- Flag of the Commonwealth of Virginia (1861)
- Active: 1862–1865
- Country: United States of America
- Allegiance: United States Army (Union Army)
- Branch: Independent
- Type: Light cavalry
- Size: 2 Companies
- Nickname: Mean's Rangers
- Engagements: American Civil War Fight at Waterford; Battle of Mile Hill – Battle of Harpers Ferry; Second Battle of Winchester; Battle of Charlestown;

Commanders
- 1st: Captain Samuel C. Means
- 2nd: Captain Daniel M. Keyes

= Loudoun Rangers =

The Loudoun Rangers, also known as Mean's Rangers for their commander, Samuel C. Means, was a partisan light cavalry unit raised in Loudoun County, Virginia, that fought for the Union during the American Civil War. The Rangers have the distinction of being the only unit raised in present-day Virginia to serve in the Union Army.

The Loudoun Rangers were formed in the spring of 1862, when the Union Army first occupied Loudoun County as part of its campaign in the Shenandoah Valley. Returning with the army was local unionist Samuel Means, who had been run out of the county the previous year by local Confederates. Secretary of War Edwin M. Stanton issued Means orders to raise a company of men to serve as an independent command, of which he would be captain, for special service in Loudoun and along the Virginia-Maryland border. Recruiting operations were established in the northern Loudoun Valley, an area of strong unionist sentiment, eventually leading to the formation of 2 companies. For the first two years of service the Loudoun Rangers served as partisans, often in conjunction with Cole's Maryland Cavalry (1st Potomac Home Brigade) fighting their confederate counterparts, such as White's Comanches, Mosby's Rangers and John Mobberly's renegade band in and around Loudoun.

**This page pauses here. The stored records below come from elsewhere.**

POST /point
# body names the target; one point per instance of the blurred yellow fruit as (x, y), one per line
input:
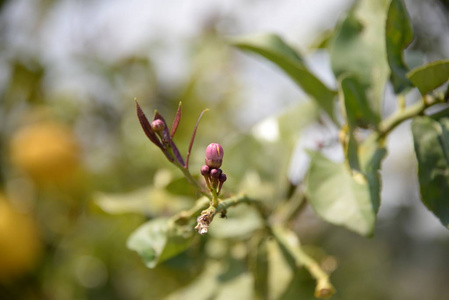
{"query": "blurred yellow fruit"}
(20, 246)
(46, 151)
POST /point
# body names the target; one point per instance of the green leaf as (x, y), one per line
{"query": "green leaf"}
(356, 106)
(259, 268)
(358, 48)
(431, 139)
(428, 77)
(370, 158)
(159, 240)
(339, 196)
(180, 186)
(399, 34)
(149, 201)
(273, 48)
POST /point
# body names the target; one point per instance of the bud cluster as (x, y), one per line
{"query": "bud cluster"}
(211, 171)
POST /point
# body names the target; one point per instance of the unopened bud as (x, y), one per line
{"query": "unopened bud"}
(222, 177)
(214, 155)
(158, 125)
(215, 173)
(205, 170)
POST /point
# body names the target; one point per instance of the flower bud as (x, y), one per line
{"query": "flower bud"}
(214, 155)
(215, 173)
(157, 125)
(205, 170)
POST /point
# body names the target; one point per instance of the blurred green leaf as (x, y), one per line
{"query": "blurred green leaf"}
(273, 48)
(350, 148)
(181, 187)
(259, 268)
(159, 240)
(428, 77)
(149, 201)
(339, 196)
(431, 139)
(371, 155)
(399, 34)
(356, 106)
(358, 48)
(221, 280)
(241, 222)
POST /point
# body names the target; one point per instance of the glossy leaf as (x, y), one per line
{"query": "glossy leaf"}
(399, 34)
(428, 77)
(259, 267)
(149, 201)
(431, 139)
(357, 108)
(159, 240)
(358, 48)
(339, 196)
(371, 155)
(273, 48)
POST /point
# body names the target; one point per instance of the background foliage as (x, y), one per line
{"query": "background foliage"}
(78, 176)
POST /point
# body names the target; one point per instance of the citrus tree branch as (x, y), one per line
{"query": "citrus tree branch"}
(386, 126)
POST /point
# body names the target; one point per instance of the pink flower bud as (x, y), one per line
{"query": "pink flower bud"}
(214, 155)
(222, 177)
(157, 125)
(215, 173)
(205, 170)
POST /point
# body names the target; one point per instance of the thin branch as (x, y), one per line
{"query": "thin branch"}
(193, 137)
(289, 242)
(386, 126)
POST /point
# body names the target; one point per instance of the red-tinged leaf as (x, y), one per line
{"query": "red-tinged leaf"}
(176, 121)
(165, 133)
(193, 137)
(146, 126)
(177, 154)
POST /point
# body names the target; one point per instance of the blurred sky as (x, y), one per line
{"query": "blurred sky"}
(113, 29)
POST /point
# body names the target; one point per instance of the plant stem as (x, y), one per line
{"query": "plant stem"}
(193, 181)
(386, 126)
(289, 242)
(233, 201)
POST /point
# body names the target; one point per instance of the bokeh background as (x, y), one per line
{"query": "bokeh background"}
(77, 174)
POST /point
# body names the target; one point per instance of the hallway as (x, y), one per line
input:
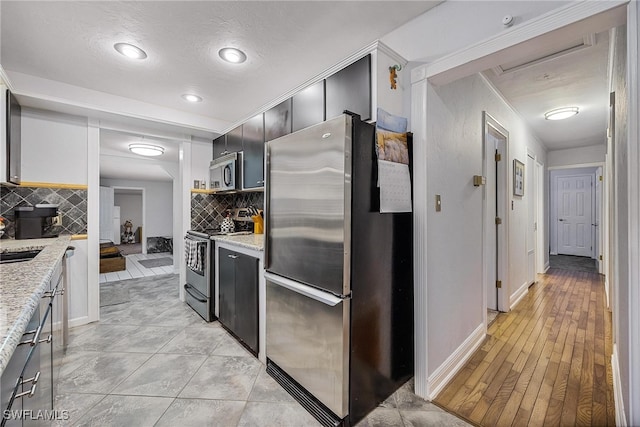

In 1864 the Rangers were absorbed into regular service, leading to Means' departure. Daniel Keyes subsequently took his place as leader of the outfit. During the final years of the war the Rangers were attached to the Union army in the Shenandoah Valley and took part in the Valley Campaigns of 1864 under General Phillip Sheridan. As the war in the valley came to an end, the Rangers returned to their partisan role and were eventually effectively broken up in April 1865 when a detachment of Mosby's Rangers raided their camp at Castleman's Ferry and captured the better part of the command. The Rangers were officially mustered out of service the following month.